Zebrafish: Due to the technical advantages, the zebrafish has become a very popular model to test and further understand the role of candidate genes in disease. Approximately 70% of the human genes have a zebrafish orthologue and many of the cellular pathways in embryonic development and tissue function are similar to those found in humans. One of the most commonly used techniques to assess the role of a specific gene is to knockdown the target protein levels using antisense oligonucleotides or morpholinos. This technique is however being replaced by the use of the genome editing technique CRISPR/Cas9. The CRISPR/Cas9 technique results in permanent changes in the genome that, given the specificity of the technique, more closely resemble the mutations found in the patients. To model mutations identified in patents we use overexpression of wild type and mutated RNA, transient knock down (morpholinos) and stable knockdown (CRISPR/Cas9 mutagenesis).

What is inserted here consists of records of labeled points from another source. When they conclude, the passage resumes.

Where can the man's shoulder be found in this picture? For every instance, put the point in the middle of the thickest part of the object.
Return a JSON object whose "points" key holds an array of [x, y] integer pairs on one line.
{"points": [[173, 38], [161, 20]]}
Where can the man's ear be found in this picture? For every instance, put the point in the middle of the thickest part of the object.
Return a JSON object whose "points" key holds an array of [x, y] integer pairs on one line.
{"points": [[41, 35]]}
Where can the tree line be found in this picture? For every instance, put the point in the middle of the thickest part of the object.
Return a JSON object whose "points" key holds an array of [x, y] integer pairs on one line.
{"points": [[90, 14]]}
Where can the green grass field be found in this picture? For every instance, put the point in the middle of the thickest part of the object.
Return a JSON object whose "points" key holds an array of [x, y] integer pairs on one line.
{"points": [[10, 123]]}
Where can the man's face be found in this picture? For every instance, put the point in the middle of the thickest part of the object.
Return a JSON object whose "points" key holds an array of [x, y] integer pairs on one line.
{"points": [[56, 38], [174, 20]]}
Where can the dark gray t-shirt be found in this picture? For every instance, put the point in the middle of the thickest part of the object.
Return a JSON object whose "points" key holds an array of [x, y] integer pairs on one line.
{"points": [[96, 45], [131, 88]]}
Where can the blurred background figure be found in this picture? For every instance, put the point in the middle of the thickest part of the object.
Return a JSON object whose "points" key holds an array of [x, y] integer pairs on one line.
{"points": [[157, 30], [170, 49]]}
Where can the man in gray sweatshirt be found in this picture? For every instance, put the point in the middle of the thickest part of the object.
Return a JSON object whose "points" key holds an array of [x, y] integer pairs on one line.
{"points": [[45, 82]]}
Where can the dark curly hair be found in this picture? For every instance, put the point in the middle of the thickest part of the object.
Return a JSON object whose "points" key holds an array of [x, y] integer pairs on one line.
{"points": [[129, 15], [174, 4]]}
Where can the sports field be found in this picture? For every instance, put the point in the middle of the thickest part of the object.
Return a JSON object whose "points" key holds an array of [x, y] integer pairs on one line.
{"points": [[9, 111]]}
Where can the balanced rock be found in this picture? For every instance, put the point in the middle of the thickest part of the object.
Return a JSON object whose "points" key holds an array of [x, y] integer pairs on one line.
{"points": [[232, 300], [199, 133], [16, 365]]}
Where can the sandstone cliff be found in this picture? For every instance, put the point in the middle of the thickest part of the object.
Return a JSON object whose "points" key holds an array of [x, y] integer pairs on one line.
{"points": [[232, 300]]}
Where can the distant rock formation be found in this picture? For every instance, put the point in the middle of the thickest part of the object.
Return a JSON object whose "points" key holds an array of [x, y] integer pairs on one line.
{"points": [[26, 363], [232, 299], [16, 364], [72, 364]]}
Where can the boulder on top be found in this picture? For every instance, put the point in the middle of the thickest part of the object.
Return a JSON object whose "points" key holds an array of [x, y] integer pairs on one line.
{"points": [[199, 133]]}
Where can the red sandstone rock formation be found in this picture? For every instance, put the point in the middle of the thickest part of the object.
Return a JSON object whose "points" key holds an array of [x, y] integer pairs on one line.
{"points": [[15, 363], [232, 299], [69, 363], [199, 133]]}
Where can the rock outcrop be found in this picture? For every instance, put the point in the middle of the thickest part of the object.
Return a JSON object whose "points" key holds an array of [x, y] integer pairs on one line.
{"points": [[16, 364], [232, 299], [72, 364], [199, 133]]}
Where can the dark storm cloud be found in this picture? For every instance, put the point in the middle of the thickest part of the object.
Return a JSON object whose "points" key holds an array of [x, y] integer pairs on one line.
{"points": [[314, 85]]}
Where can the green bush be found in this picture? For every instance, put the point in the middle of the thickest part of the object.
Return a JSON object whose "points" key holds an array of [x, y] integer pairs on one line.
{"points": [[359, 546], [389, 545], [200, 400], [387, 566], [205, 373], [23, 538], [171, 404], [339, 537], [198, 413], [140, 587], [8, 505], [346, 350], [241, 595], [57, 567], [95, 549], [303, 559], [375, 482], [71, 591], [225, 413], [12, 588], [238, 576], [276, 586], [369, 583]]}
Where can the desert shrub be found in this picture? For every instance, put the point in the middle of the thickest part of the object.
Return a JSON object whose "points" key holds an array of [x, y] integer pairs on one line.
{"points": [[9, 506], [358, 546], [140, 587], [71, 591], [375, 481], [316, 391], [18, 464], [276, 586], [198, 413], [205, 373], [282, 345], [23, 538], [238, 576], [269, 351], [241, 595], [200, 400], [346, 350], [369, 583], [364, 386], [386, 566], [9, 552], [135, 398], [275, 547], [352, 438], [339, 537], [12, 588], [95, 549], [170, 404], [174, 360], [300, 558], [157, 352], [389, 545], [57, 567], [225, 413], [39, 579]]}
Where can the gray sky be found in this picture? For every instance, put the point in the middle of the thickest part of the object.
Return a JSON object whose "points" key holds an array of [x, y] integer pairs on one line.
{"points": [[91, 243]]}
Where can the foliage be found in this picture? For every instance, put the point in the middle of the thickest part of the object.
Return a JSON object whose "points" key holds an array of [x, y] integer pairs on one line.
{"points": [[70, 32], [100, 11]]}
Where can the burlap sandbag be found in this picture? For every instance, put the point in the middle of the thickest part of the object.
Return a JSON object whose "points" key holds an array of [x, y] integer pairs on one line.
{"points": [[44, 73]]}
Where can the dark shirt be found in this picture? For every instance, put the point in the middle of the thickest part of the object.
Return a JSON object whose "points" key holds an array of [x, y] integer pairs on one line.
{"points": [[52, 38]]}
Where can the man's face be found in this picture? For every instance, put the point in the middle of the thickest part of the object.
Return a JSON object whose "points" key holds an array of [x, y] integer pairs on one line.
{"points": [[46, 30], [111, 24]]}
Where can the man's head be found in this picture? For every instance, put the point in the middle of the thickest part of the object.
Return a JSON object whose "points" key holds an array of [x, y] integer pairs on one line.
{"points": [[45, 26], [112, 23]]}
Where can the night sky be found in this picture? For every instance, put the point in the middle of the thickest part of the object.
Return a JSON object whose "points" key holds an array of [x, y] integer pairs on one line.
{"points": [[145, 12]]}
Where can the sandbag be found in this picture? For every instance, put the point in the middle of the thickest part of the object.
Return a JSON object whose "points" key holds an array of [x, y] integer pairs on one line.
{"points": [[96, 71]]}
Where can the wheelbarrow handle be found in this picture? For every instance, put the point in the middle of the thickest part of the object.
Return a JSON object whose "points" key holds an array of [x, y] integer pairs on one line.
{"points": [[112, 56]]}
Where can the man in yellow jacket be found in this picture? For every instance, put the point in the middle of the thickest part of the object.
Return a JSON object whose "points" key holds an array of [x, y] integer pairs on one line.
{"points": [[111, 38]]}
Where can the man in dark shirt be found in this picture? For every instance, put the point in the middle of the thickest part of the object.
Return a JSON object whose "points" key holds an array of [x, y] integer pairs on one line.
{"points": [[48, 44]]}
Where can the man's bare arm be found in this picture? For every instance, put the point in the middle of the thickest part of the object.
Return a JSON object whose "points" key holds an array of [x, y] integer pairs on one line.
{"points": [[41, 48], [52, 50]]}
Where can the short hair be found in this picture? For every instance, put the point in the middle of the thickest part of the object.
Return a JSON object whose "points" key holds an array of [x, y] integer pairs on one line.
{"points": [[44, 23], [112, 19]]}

Psychological and ethnological studies of patients and families living with rare diseases

People with rare syndromes have in common that some problems may still be unknown due to the fact that the diagnosis is rare. For the most part, hardly anyone in the area knows anything about the diagnosis. It is therefore not enough to struggle with the consequences of the diagnosis. You must also fight against ignorance to claim the right to support from health care and society.

Individuals with rare syndromes have unique needs and problems that are caused by the syndrome. For example, different behaviors are more common in individuals with specific diagnoses, such as severe mood swings with Smith-Magenis syndrome, increased appetite with Prader-Willis syndrome, severe anxiety and anxiety disorder with Williams syndrome and risk of depression and other mental illness in 22q11 deletion carriers. The underlying cause of these psychological symptoms that occur in different syndromes is poorly investigated, which means that you cannot offer individuals with rare syndromes an optimal treatment. The main objective of the project is to increase the information about living with a particular diagnosis in order to better customize the diagnosis, treatment and care for the patient and his/her family.